ESR7 will screen various novel immobilization methods (e.g. the use of nanotubes, magnetic nanoparticles and tagged fused proteins) in order to achieve high enzyme load with high activity within a MBR. In cooperation with partner iX-factory ESR7 will develop a magnetic-field supported MBR, where immobilization of cells and biomolecules using magnetic nanoparticles, obtained from nanoMyP, could be retained (WP6). Such MBRs will be used for the rapid evaluation of kinetic parameters of single enzyme variants. The immobilization efficiency, as well as biocatalyst activity and stability will be tested for Saccharomyces cerevisiae in L-malic acid production, as well as with purified fumarase. Different biotransformations with lipases and laccase will be tested within various solvent systems including ionic liquids as green solvents. Monitoring methods will also be implemented into a microfluidic motherboard in order to enable process description and model-based optimization. ESR7 will perform investigations on the comparative screening of different biocatalytic reactions with enzymes and cells at the reactor wall and with packed bed or fluidized bed MBR, as well as in batch, fed batch and continuous mode. (WP7) Furthermore, Micronit’s and iX-factory´s reactor technology will be used to establish and model enzymatic reactions and phase separations to recover product and thereby intensify the process by integration with downstream processing.

Results
  • Established non-covalent immobilisation methods suitable for IMERs using magnetic nanoparticles
  • Microfluidic platform for chemical and enzymatic reactions, amenable for different immobilization methods
  • Evaluation of kinetic parameters for free and immobilized enzymes.

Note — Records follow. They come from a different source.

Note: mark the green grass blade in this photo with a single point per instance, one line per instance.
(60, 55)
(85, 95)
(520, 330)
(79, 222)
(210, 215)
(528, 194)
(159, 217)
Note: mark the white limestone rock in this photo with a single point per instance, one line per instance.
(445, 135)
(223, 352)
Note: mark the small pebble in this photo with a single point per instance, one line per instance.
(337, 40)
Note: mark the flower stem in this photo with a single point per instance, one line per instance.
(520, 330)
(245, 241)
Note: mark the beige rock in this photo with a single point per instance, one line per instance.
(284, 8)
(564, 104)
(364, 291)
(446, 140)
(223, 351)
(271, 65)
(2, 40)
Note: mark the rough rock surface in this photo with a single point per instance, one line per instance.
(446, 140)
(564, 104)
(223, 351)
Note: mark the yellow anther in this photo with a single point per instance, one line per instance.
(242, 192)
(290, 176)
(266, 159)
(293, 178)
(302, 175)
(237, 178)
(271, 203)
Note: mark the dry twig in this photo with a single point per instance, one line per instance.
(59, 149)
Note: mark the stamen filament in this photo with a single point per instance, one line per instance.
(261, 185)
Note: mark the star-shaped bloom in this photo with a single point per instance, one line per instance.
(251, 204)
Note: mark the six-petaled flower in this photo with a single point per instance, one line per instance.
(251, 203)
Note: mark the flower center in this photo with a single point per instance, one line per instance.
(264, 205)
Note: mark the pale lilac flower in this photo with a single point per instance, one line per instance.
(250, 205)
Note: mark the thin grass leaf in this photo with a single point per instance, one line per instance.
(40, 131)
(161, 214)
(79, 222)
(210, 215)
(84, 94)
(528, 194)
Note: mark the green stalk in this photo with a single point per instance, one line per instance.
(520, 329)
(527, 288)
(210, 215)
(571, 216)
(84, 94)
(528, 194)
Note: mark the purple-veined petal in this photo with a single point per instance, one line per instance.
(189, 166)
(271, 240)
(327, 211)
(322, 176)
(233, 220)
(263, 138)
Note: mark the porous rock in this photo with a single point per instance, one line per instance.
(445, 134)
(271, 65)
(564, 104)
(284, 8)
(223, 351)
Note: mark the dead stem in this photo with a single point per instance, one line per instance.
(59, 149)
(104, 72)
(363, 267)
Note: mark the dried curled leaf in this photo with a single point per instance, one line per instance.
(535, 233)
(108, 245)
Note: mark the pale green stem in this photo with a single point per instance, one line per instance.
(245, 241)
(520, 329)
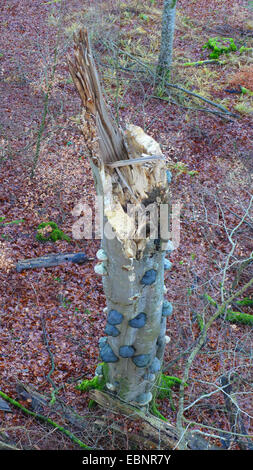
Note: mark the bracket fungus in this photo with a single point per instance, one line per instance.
(114, 317)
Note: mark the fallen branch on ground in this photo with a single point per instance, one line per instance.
(44, 419)
(52, 260)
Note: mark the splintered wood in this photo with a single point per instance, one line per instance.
(140, 184)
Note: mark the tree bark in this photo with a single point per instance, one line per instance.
(132, 254)
(167, 38)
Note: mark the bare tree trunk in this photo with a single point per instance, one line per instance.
(167, 37)
(130, 175)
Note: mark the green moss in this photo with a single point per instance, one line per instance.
(239, 317)
(164, 385)
(245, 301)
(97, 383)
(245, 91)
(155, 411)
(49, 231)
(220, 46)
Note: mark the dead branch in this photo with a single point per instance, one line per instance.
(153, 428)
(52, 260)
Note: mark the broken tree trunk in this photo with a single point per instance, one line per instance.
(130, 174)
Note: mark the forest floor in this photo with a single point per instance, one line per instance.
(51, 318)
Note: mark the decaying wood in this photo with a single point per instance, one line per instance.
(40, 403)
(154, 429)
(129, 171)
(52, 260)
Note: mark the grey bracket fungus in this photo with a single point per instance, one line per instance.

  • Evaluation of immobilization methods suitable for wide range of biocatalysts and for multi-enzyme and chemo-enzyme process conditions completed.
  • Different biotransformations, e.g. lipase-catalyzed isoamyl acetate production in one and multi-phase systems including ionic liquids characterized.
  • Biocatalyst screening results using developed reversible immobilization technique completed.
  • Magnetic nano-sensor particles tested in biocatalysis (WP7).